A mutual friend introduced Luckey to Agnes Gund, who insisted he contact the Boston Children's Museum. After he persuaded officials to let him build his first Luckey Climber, the structure turned out to be one of the museum's most popular exhibits, and has now been replaced with a new version.

Luckey died on August 19, 2012 at Yale–New Haven Hospital due to complications from pneumonia. He was 72.

Luckey Climbers

Luckey Climbers are multi-story climbing structures crossed with mazes and jungle gyms. In appearance, they have been compared to "a Calder mobile fashioned from Monet's lily pads". They have been installed in locations across North America that include:

Venue Location
Boston Children's Museum Boston, Massachusetts
Children's Museum of Pittsburgh Pittsburgh, Pennsylvania
Young at Art Museum Davie, Florida
Papalote museo del niño
(Papalote Children's Museum)
Mexico City, Mexico
Children's Discovery Museum Normal, Illinois
Children's Museum of Winston-Salem Winston-Salem, North Carolina
Westfield Fox Valley Aurora, Illinois
Lincoln Park Zoo Chicago, Illinois
WonderLab Bloomington, Indiana
Long Island Children's Museum Garden City, New York
Children's Museum at Holyoke Holyoke, Massachusetts
Children's Museum of Memphis Memphis, Tennessee
The Commons Columbus, Indiana
Children's Museum of Alamance County Graham, North Carolina
Westfield Century City Los Angeles, California
Terry Lee Wells Nevada Discovery Museum Reno, Nevada
Children's Museum of South Dakota Brookings, South Dakota
Providence Children's Museum Providence, Rhode Island
Delaware Children's Museum Wilmington, Delaware
Children's Museum of the Upstate Greenville, South Carolina
Children's Museum of Houston Houston, Texas
The Magic House Kirkwood, Missouri
Kidspace Children's Museum Pasadena, California
Discovery Place Charlotte, North Carolina
Christ Community Church St. Charles, Illinois

No major injuries have occurred on Luckey Climbers, and they have a clean safety record—which is one of the reasons why they are so desired by children's museums.

Luckey (documentary)

In 2005, Luckey fell out of a second-story bathroom window and landed on his head. As a result of a fractured cervical vertebra, Luckey was paralyzed from the neck down. He continued to design Luckey Climbers, at first with the assistance of his son, Spencer; the one at the Delaware Children's Museum was his first to be fully accessible.

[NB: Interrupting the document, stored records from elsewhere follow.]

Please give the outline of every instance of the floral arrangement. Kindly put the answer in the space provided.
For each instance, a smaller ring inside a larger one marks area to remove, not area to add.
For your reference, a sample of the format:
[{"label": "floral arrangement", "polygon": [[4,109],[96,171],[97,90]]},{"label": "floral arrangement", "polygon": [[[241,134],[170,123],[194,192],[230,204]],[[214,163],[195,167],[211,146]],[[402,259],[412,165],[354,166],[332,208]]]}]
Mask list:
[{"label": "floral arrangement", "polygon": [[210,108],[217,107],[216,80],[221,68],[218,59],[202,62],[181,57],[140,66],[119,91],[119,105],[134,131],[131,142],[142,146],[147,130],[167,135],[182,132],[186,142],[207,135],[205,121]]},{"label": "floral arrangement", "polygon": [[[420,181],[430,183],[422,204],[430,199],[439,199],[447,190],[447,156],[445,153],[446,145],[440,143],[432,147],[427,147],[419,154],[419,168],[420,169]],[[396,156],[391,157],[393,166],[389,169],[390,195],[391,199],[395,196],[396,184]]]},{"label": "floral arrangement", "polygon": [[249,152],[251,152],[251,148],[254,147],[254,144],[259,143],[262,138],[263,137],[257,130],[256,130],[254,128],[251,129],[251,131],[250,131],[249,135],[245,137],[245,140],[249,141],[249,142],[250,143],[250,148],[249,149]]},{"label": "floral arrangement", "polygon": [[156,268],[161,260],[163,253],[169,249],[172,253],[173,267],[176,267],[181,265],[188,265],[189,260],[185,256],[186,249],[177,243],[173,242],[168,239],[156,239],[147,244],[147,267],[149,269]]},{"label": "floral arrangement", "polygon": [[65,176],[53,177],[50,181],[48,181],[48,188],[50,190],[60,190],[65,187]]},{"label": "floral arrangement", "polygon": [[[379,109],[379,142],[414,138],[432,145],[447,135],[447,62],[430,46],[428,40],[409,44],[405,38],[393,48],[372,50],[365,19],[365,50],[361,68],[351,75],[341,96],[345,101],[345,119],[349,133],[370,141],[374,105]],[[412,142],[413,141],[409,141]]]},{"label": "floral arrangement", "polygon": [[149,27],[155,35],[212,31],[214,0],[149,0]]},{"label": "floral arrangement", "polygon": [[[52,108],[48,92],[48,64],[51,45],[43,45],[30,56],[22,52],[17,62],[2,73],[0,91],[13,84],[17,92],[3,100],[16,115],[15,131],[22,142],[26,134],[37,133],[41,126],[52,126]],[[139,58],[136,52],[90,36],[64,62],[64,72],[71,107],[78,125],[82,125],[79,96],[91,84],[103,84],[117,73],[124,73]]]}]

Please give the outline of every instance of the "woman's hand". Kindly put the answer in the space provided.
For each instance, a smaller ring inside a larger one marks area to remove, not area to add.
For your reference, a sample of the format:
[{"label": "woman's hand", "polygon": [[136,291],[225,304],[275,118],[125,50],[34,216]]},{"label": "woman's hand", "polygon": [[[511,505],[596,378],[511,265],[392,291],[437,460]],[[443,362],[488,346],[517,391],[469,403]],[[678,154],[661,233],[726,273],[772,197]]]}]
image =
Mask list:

Filmmaker Laura Longsworth made a 2008 documentary, Luckey, about the personal and professional repercussions of the accident. The film appeared at a number of festivals, including SxSW and the Independent Film Festival of Boston, and garnered the Special Jury Award for Artistic Portrait at the Sidewalk Moving Picture Festival and Best Documentary Feature at the Indie Memphis Film Festival. The film has also been shown on the Sundance Channel.